In the introduction to my Vintage edition of The Honorary Consul, Nicholas Shakespeare reports that in conversation he held with Graham Greene, Greene identified The Honorary Consul as his favorite work. (He identified The Heart of the Matter as his best.) After having read the The Honorary Consul, I can understand his selection. Greene set it in early 1970s Argentina and Paraguay, and it’s populated with discrete, well-developed characters caught in the swirl of revolutionary-reactionary politics, low-level diplomacy, and personal issues of faith, betrayal, love, and redemption. 

The central characters are Dr. Eduardo Plarr, a physician and the son of a British national and Paraguayan mother, and Charley Fortnum, the “honorary consul” of the title. A small band of rebels kidnap Fortnum, having mistaken him for the intended target, the American ambassador. Dr. Plarr, a sometime friend and later rival to Fortnum, becomes drawn into the affair through his past in Paraguay. A friend from his youth, who is a priest turned rebel, embroils Plarr in the ill-fated scheme. The events unfold in the world of Latin American politics that often mixes repressive reaction, doomed rebellion, and dumb inertia. Greene, as usual, captures this stew of persons, motives, and events. He ranges from the conversations of the rather hapless gang of rebels to the apathy of the diplomats who discuss Fortnum’s fate. In places, Greene’s dialogues would have made an excellent play (as his stories often converted easily to screenplays).

Graham Greene (1904-1991)
But with Greene, unlike, for instance, Ambler or Le Carre, there’s something more. The seventeenth century Dutch philosopher Baruch Spinoza was dubbed the “God-intoxicated man” by later generations. If Spinoza deserves that appellation, then we should dub Greene “the God-intoxicated author”, for once again, issues of God, faith, betrayal, love, and justice come to the forefront in the dialogues of his characters. As in The Power and the Glory (another among Greene’s best works), a wayward priest is near the center of the action and acts as a foil to his friend Dr. Plarr. Sometimes Greene’s dialogues seem almost too much, so weighty, yet he makes them work with his characters and their plight. Even the cynical feel compelled to offer justifications that draw them into dialogues about issues of good and evil. I won’t go into the content of these dialogues (which provide a stark contrast to those of the higher-ups), but they bear the burden of their weight and yet still allow the plot to advance to its stunning conclusion.

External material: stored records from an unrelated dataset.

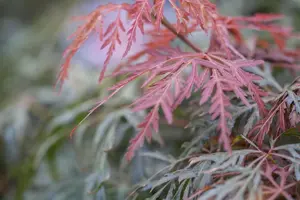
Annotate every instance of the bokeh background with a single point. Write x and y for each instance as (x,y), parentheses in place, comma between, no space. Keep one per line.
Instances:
(37,158)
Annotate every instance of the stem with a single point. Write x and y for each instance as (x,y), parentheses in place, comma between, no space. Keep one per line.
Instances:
(171,28)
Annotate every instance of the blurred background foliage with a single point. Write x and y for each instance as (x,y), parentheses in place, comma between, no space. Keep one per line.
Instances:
(38,158)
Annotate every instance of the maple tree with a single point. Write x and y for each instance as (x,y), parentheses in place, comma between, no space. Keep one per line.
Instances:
(228,70)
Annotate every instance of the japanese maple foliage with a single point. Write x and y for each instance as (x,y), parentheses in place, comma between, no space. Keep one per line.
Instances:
(170,75)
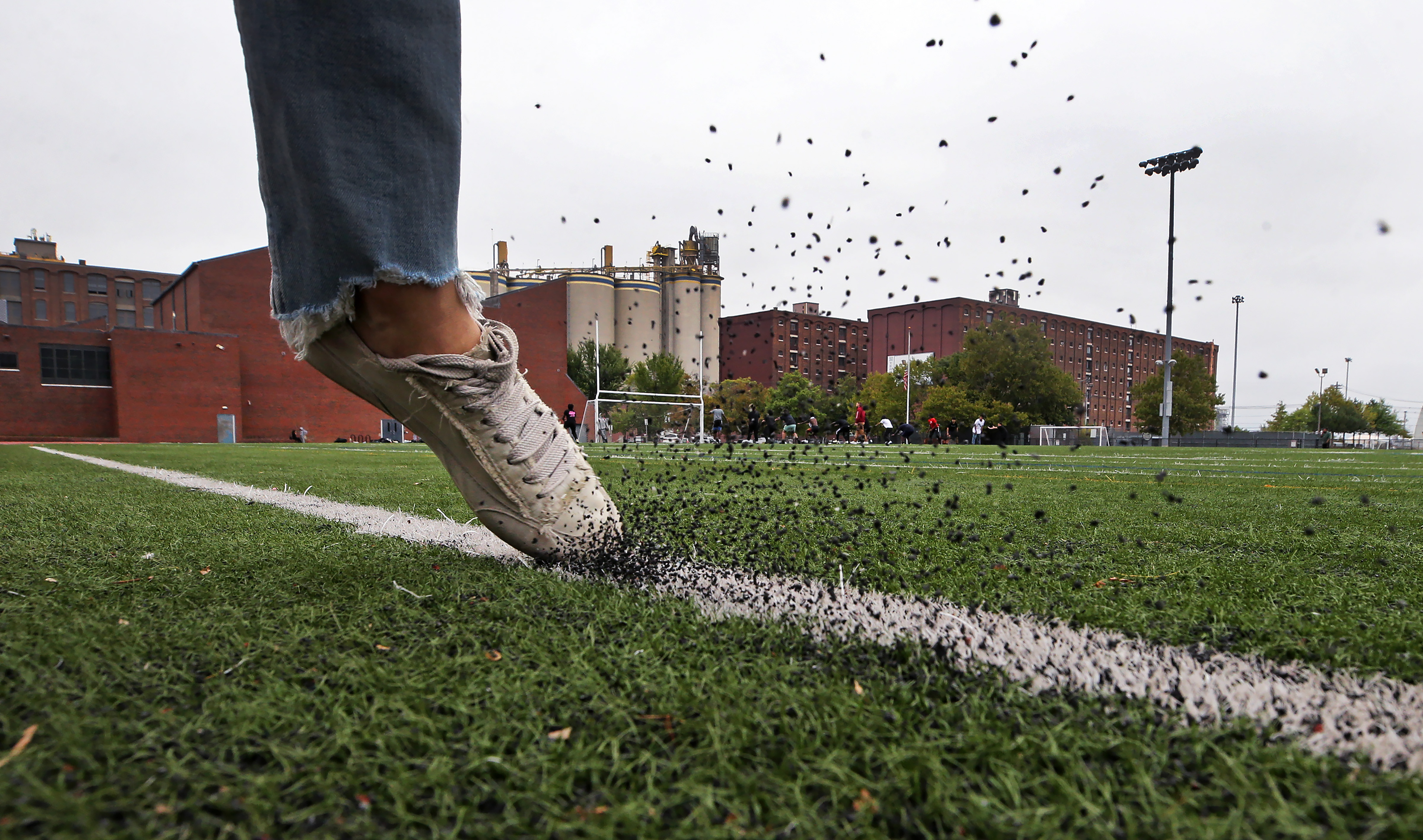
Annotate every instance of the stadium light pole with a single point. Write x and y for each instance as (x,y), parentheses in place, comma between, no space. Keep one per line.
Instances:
(1236,374)
(702,396)
(1170,165)
(1320,421)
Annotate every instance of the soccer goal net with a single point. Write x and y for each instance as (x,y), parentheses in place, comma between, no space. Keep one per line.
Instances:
(1071,437)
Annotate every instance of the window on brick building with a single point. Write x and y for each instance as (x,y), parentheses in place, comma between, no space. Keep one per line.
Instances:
(73,366)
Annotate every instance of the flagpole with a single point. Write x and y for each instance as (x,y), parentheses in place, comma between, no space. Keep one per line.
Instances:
(908,363)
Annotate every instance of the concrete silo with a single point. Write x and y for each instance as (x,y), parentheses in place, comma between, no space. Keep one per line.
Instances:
(684,303)
(638,303)
(712,327)
(591,296)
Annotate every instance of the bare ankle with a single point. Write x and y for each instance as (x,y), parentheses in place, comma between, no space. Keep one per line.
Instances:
(399,320)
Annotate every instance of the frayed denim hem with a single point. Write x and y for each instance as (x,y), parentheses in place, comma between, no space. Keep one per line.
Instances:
(305,326)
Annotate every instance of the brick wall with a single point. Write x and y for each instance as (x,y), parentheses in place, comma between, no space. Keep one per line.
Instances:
(758,346)
(171,387)
(538,316)
(231,295)
(31,411)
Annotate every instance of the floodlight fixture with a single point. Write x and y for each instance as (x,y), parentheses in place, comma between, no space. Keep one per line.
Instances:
(1175,163)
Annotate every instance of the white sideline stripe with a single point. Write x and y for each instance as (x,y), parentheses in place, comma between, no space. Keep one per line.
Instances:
(1378,718)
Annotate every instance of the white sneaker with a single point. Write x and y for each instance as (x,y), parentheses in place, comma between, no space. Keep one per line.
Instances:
(507,452)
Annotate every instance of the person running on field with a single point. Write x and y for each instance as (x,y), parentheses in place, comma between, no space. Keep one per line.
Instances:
(356,108)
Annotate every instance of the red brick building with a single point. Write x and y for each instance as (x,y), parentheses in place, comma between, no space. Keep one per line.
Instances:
(763,346)
(197,359)
(230,295)
(1102,357)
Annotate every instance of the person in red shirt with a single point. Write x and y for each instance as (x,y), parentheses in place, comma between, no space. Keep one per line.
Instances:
(936,433)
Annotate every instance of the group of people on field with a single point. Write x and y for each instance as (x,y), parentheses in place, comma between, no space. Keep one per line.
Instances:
(786,427)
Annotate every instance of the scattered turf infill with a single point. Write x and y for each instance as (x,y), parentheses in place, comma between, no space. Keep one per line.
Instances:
(1291,555)
(200,663)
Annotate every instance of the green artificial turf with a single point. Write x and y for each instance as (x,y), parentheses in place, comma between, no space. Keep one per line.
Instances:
(1250,551)
(237,684)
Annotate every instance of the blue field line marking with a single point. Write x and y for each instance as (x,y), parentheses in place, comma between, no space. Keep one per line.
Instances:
(873,461)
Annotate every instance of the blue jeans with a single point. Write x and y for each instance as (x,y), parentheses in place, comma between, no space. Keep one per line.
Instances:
(356,107)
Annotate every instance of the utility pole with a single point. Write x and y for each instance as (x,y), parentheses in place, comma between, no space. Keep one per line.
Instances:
(1320,421)
(1170,165)
(702,396)
(1236,374)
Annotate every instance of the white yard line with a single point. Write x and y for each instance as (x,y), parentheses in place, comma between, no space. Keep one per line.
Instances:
(1340,713)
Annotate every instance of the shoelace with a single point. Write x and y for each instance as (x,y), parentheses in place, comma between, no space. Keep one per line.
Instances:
(493,390)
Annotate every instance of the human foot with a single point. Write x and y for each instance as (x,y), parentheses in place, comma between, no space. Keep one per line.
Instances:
(523,477)
(399,320)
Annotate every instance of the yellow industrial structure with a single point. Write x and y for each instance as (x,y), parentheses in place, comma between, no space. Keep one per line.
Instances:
(664,305)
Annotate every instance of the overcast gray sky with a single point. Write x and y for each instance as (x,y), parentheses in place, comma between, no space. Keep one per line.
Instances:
(129,138)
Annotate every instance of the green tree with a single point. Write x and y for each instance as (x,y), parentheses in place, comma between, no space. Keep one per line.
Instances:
(661,373)
(795,394)
(1335,414)
(1382,418)
(1007,363)
(581,360)
(1193,397)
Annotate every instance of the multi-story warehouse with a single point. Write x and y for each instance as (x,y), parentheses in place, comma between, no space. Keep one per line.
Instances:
(42,289)
(765,346)
(114,354)
(1105,359)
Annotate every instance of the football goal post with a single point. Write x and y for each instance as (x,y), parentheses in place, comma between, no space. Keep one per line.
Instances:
(1069,437)
(601,397)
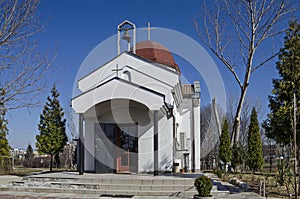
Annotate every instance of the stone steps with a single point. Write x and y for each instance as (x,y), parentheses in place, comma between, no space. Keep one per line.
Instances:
(99,191)
(112,185)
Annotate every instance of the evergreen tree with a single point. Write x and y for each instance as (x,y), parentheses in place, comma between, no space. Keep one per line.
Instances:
(278,126)
(224,149)
(52,138)
(29,156)
(237,154)
(4,146)
(255,158)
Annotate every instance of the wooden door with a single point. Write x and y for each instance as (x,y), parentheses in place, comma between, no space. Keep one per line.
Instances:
(127,155)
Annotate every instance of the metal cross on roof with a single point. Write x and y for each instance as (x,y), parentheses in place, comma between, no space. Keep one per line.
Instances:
(117,70)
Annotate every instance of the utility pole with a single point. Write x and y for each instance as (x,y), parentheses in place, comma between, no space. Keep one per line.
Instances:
(295,146)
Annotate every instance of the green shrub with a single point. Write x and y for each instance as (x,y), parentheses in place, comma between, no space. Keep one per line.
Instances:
(218,173)
(5,165)
(203,185)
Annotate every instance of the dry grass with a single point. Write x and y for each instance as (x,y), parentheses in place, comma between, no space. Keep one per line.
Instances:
(273,189)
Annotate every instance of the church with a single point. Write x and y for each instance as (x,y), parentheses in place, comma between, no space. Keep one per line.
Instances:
(135,115)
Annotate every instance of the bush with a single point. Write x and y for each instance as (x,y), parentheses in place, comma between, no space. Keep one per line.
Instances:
(203,185)
(218,173)
(5,165)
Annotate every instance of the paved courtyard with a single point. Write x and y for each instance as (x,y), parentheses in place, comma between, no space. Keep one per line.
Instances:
(4,180)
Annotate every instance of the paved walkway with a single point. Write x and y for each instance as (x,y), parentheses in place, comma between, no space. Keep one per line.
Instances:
(28,195)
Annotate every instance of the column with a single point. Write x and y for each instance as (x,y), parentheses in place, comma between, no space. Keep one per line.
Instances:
(80,146)
(155,141)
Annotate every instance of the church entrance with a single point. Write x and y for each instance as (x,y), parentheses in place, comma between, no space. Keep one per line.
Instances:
(127,148)
(116,148)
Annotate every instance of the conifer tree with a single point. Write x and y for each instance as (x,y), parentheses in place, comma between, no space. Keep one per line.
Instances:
(255,159)
(224,149)
(52,137)
(4,146)
(278,126)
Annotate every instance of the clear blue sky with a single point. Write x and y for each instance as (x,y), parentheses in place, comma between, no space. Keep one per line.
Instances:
(74,28)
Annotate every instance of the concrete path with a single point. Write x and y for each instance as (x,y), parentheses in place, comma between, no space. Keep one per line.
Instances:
(4,180)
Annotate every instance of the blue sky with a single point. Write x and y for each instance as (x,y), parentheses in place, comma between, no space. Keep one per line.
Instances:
(74,28)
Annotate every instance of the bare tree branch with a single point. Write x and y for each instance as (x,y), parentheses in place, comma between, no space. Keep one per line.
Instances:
(253,22)
(23,67)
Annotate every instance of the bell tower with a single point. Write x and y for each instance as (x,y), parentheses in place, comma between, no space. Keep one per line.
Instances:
(129,29)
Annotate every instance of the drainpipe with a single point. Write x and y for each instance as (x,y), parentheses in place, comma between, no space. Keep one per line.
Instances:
(193,138)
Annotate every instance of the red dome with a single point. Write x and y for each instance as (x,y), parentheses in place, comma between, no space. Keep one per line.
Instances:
(156,52)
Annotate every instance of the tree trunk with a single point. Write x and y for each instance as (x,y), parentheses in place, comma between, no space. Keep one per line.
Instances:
(237,123)
(51,161)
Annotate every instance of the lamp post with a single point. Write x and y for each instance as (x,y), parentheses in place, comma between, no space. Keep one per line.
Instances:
(295,145)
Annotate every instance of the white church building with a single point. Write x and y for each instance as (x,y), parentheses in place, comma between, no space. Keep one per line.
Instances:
(135,115)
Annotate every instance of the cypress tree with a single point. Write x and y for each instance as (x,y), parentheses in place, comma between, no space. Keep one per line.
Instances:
(255,159)
(278,126)
(52,137)
(224,149)
(4,146)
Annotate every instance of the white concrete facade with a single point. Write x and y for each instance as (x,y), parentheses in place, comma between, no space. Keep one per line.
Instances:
(113,101)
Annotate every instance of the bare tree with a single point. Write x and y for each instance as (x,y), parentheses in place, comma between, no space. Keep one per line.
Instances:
(23,69)
(246,25)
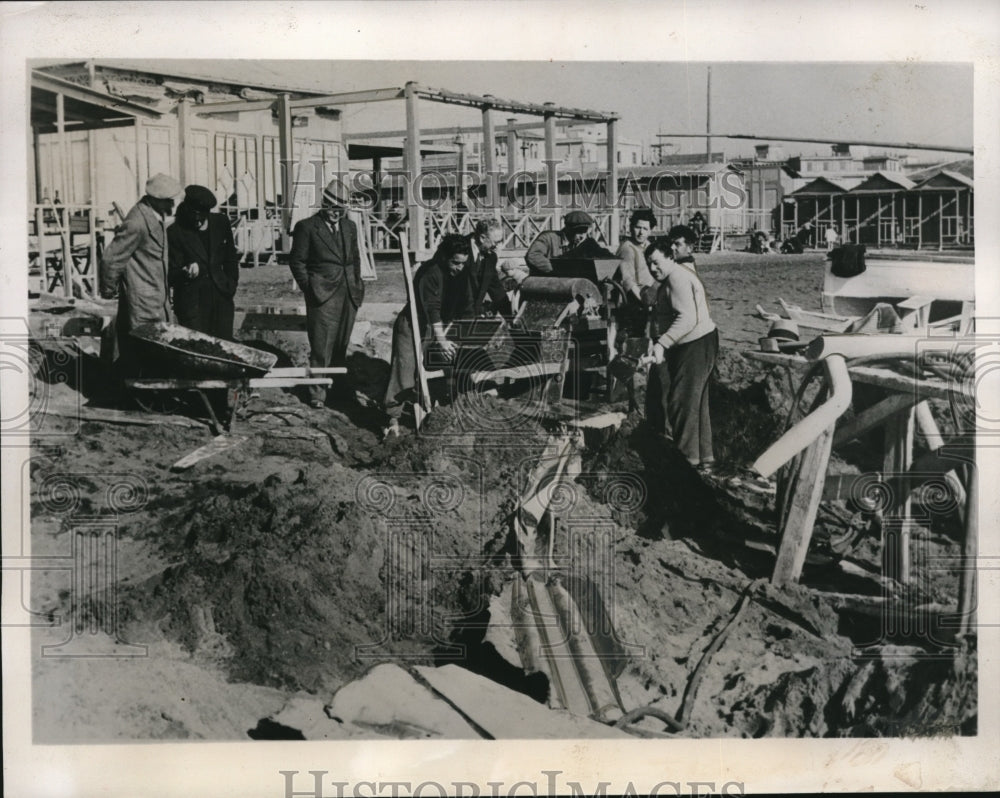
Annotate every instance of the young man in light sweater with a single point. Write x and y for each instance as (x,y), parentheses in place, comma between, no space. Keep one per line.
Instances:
(683,348)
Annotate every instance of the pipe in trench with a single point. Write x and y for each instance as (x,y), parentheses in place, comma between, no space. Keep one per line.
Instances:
(812,426)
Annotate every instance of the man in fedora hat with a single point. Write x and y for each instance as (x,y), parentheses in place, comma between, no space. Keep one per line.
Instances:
(326,265)
(134,266)
(556,243)
(204,265)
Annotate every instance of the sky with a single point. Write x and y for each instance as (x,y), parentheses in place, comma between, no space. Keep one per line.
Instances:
(891,101)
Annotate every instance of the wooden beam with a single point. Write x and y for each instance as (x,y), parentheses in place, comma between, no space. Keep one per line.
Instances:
(183,112)
(551,171)
(800,508)
(346,98)
(287,153)
(612,183)
(533,109)
(490,164)
(511,150)
(413,167)
(873,416)
(44,82)
(455,130)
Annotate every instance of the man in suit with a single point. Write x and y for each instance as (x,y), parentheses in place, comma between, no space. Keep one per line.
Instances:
(484,282)
(204,265)
(326,265)
(134,267)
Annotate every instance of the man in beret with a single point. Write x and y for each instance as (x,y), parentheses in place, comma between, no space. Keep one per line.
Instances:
(204,265)
(555,243)
(326,264)
(134,266)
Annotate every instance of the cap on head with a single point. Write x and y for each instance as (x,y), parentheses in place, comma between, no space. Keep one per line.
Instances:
(577,220)
(336,194)
(200,197)
(163,186)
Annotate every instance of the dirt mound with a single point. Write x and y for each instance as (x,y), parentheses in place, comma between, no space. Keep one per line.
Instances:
(299,583)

I suppose that it takes a certain type of reader to enjoy Graham Greene, and I’m not sure why I find his work so intriguing. Perhaps it’s because his works often deal with those on the edge, such as Brits in far-flung lands, remnants of a once mighty empire which now, by Greene’s time, has mostly fallen apart, often mirroring the disarray in the lives of his characters. And his novels are set in places marked by terrible economic and political injustices, such as Paraguay and Argentine, Haiti, West Africa, and Viet Nam. Persons in these places often can’t lead quiet, unburdened lives. Choices are real and the sins that may seem inconsequential elsewhere take on more serious repercussions in these liminal worlds. To venture into a Greene novel, such as this one, is to venture into a world where good and evil do not hide from sight, but instead parade through life in a confusing array of lives and acts.